Imagine using these insights to craft specific AI prompts designed to:
- Facilitate dialogue: Structuring conversations in a way that surfaces and acknowledges different perspectives respectfully.
- Synthesize and feedback: Analyzing conversations to extract not just key themes, but also the specific language and, crucially, the overlapping values expressed by different stakeholders.
The goal would be to produce summaries and eventually a draft plan where individuals and groups can genuinely recognize their input and feel assured that their core concerns and values are reflected. "Ah yes," they might think, "if we approach it like this, I can see myself in this plan."
We even floated the idea of incorporating AI collaboration directly into sessions with the group of leaders who will ultimately sign off on the plan, making the co-creation process itself more transparent and iterative.
Connecting the dots: AI stimulating bottom-up effects?
Now, the explicit working style for this transformation plan isn't necessarily defined as "bottom-up." However, my own experience in facilitating bottom-up change tells me that fostering ownership and ensuring people see their contributions reflected are fundamental principles.
And this is where AI could offer intriguing possibilities, perhaps creating a hybrid approach within the existing structure. By consciously working with AI to:
- Listen deeply: Capture the nuances of stakeholder input across various conversations.
- Perform meta-analysis: Identify recurring themes, core values, and potential points of friction or alignment across different groups.
- Ensure representation: Help ensure that the language and priorities of diverse stakeholders are woven into the fabric of the plan.
- Enable iteration: Continuously refine our prompts and even our facilitation methods based on the insights surfaced through our AI collaboration.
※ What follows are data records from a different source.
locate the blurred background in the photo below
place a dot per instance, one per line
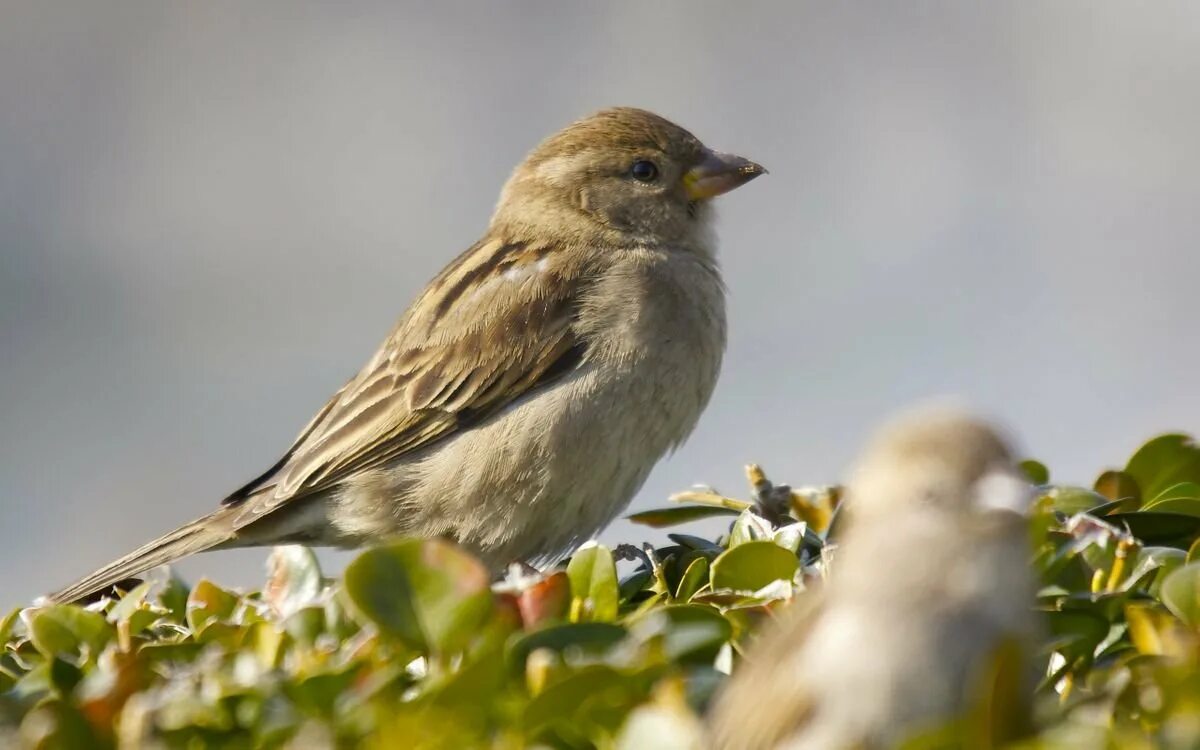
(210, 214)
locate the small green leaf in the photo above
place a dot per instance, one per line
(1036, 472)
(1181, 593)
(208, 603)
(1077, 633)
(593, 700)
(1071, 501)
(1164, 461)
(581, 637)
(594, 589)
(753, 565)
(694, 579)
(1182, 497)
(1119, 486)
(1169, 529)
(69, 630)
(690, 634)
(661, 517)
(426, 593)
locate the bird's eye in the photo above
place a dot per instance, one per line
(643, 171)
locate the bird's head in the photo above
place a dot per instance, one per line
(624, 173)
(937, 457)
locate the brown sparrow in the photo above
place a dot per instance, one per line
(523, 397)
(930, 588)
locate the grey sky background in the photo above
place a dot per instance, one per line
(211, 213)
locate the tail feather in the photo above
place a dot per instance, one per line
(196, 537)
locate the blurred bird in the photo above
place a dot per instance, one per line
(523, 397)
(927, 612)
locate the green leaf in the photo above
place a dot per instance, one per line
(425, 593)
(593, 700)
(593, 639)
(750, 527)
(208, 603)
(1119, 486)
(1164, 461)
(55, 724)
(689, 633)
(1071, 501)
(69, 630)
(694, 579)
(1036, 472)
(661, 517)
(1168, 529)
(753, 565)
(1078, 631)
(594, 591)
(1182, 497)
(1181, 593)
(294, 580)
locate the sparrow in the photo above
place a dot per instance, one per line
(523, 397)
(929, 594)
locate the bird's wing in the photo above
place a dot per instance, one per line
(495, 324)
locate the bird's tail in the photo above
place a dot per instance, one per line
(196, 537)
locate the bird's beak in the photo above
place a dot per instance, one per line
(719, 173)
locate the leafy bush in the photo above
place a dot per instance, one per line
(417, 648)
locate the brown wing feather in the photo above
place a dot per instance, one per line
(469, 346)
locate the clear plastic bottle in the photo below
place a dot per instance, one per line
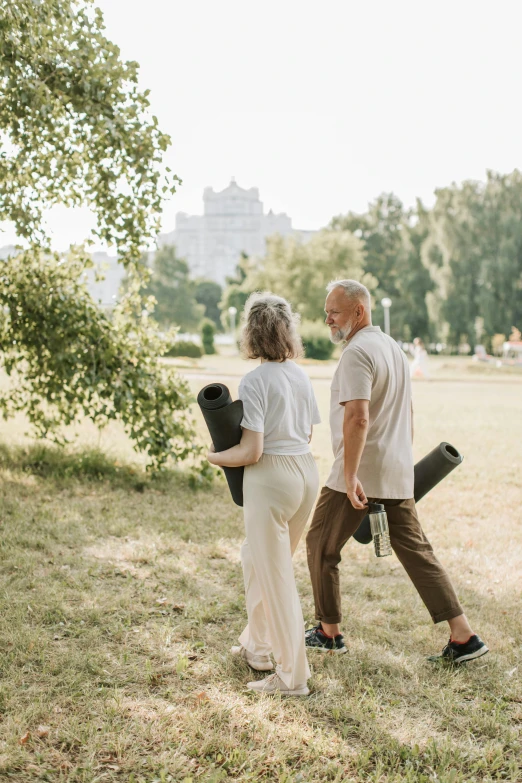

...we might be able to stimulate some of the effects of a bottom-up process. It’s about partnering with technology to enhance our ability to listen, synthesize, and reflect the collective voice in a way that builds trust and commitment. It's still hypothetical at this stage, but the potential feels real.
The power of being seen and heard
This connects back to something powerful we've already witnessed in sessions where we've worked with AI for real-time synthesis: the impact of rapid, accurate feedback. When participants see the essence of their conversation captured almost instantly, often using their own words, there's a palpable sense of recognition and validation. "Yes, that's what we said. That's what matters." This immediate feedback loop seems to significantly accelerate understanding and build ownership over the output.
Extrapolating this, I wonder about the impact on energy and focus. If leveraging AI effectively in these complex collaborative processes makes alignment and documentation more seamless, perhaps it frees up valuable human energy. This could allow people in demanding sectors like healthcare to direct more of their focus and presence towards the aspects of their work where they feel they can add the most value or find greater engagement.
Hope and curiosity in the face of the new
Reflecting on the conversation, I felt a sense of excitement. What felt particularly hopeful was the manager's clear openness to exploration. His willingness to genuinely experiment with AI – to play, tinker, learn, and see what emerges – and his curiosity about co-creating something new without a predetermined outcome creates a vital space.
It’s a space where we can move beyond partnering with technology just for predictable efficiencies and start exploring how it might help us collaborate more deeply, navigate complexity more effectively, and perhaps even foster a greater sense of shared ownership in the changes we seek to make.
It’s early days for this specific AI application within the larger transformation, and for our collective understanding of AI’s role. But conversations like this fuel my curiosity and optimism about the path ahead.